Das Haus 73 ist ein Veranstaltungszentrum mitten auf der Schanze, wo Autonome und Hausbesetzer regelmäßig der Polizei überdeutlich guten Tag sagen, wo sich Studenten, Werber, Veganer, Gentrifizierungsgegner und Bachblütenblödis an schönen Tagen auf dem Galaostrich gemeinsam die Sonne auf Designerbrillen, Palästinensertücher und Batikhemden scheinen lassen.
Dort also, im Haus 73, spielten gestern Abend bei kostenlosem Eintritt drei Songwriter, darunter die wunderbare Berliner Folksängerin Julia A. Noack – und alle wurden sie von einer schambefreiten Schanzenmischpoke gnadenlos niedergequatscht.

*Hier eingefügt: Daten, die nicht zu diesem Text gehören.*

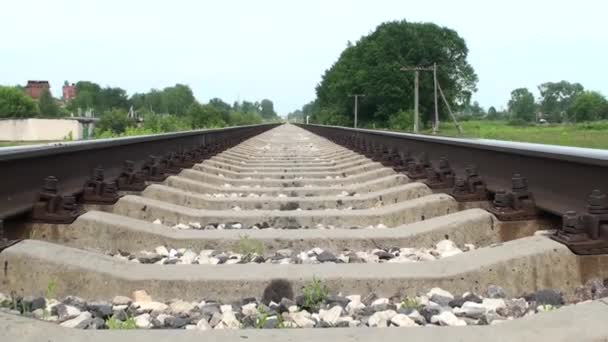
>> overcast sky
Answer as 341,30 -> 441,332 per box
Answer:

Einer blökte so lange in sein Headset, bis German Psycho ihn die Kellertreppe hinabstieß – doch leider konnte der so tapfere wie gnadenlose Kämpfer für höfliche Ruhe beim Konzert nicht überall sein. Ein Frauentrupp mit normierter Kurzhaarfrisur etwa erörterte über drei Sesselreihen hinweg, wer wie viel Milch in seinen Latte Macchiato haben möchte; ein Schlabbertyp mit am Kopf festgewachsener Kapuze laberte zurücklabernde Studentinnen an, ein Hornbrillenhornochse kickte Astraflaschen über den Steinfußboden.
Derweil wälzte sich eine unablässige Schlange von Leuten zum Rauchen raus und begegnete an der Tür neben der Bühne einer unablässigen Schlange von Leuten, die gerade vom Rauchen zurückkamen.
Und in diesem heillosen Tollhaustohuwabohu – verursacht von dumpfbräsigen Ignoranten, die sich für die urbane Avantgarde halten – versuchte Julia A. Noack aus Berlin kleine feine Zupfgeschichten von Grizzlymädchen und angelehnten Türen zu Gehör zu bringen. Vergeblich.
Kurzum, Schanze: Ich habe mich selten so fremdgeschämt wie gestern Abend. Und jetzt bin ich irgendwie doch froh, dass du seit dem 1. März 2008 nicht mehr zu St. Pauli gehörst.